1071 Repeal to Protect Small Business Lending Act
The 1071 Repeal to Protect Small Business Lending Act would eliminate the small business loan data collection requirements currently imposed under the Equal Credit Opportunity Act (ECOA) by removing Section 704B. Those data collection rules were added to ECOA as part of the Dodd-Frank Act. The bill argues that repealing these requirements will reduce regulatory costs for financial institutions—especially smaller banks and credit unions—and potentially improve access to credit for small businesses by easing compliance burdens. In addition to repealing the data collection rule, the bill makes conforming amendments to remove references to the repealed section across the Dodd-Frank Act and ECOA, effectively undoing the regulatory framework that supported small business loan data reporting. In short: the bill repeals small business loan data reporting under ECOA, trims related regulatory references, and bases the repeal on reducing costs and barriers for lenders, with the aim of expanding small business credit access.
Key Points
- 1Repeal of ECOA Section 704B: The bill repeals the small business loan data collection and reporting requirements that were added to ECOA (as implemented via Dodd-Frank Section 1071).

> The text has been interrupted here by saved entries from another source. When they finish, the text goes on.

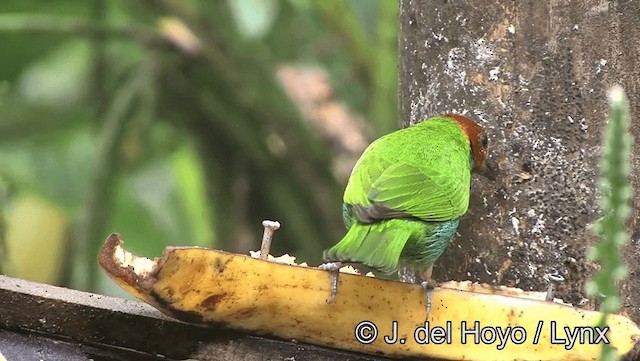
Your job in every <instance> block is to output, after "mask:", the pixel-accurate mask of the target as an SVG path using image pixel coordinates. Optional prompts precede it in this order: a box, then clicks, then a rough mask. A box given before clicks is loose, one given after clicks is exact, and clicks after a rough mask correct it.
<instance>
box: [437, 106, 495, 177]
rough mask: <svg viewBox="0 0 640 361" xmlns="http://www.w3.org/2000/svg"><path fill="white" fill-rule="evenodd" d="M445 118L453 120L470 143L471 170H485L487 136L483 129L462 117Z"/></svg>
mask: <svg viewBox="0 0 640 361" xmlns="http://www.w3.org/2000/svg"><path fill="white" fill-rule="evenodd" d="M445 116H446V117H449V118H451V119H453V120H455V121H456V123H458V126H459V127H460V129H462V132H463V133H464V134H465V135H466V136H467V139H469V142H470V143H471V153H472V156H473V165H474V166H473V170H474V171H476V172H480V171H482V170H483V169H484V168H485V165H484V160H485V159H486V157H487V146H488V139H487V134H486V133H485V132H484V128H482V127H481V126H479V125H478V124H476V123H475V122H474V121H473V120H471V119H469V118H468V117H466V116H464V115H460V114H447V115H445Z"/></svg>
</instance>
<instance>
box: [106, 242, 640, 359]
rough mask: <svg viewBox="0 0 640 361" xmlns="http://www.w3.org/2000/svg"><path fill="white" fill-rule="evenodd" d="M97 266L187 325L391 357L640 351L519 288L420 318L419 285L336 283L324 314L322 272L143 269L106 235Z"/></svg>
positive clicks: (218, 258) (446, 307) (397, 283)
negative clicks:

- 2Conforming amendments to Dodd-Frank: The bill removes the item related to Section 1071 from the Dodd-Frank Act’s table of contents and strikes Section 1071 itself from the law.
- 3Conforming amendments to ECOA: The bill removes Section 704B from the ECOA’s table of contents and makes its textual changes to the Act (including adjusting certain subsections) to reflect the repeal.
- 4Rationale and findings: The bill cites increased compliance costs and potential reductions in small business lending access, with disproportionate effects on smaller institutions like community banks and credit unions, as motivation for the repeal.
- 5Short title: The act is formally named the “1071 Repeal to Protect Small Business Lending Act.”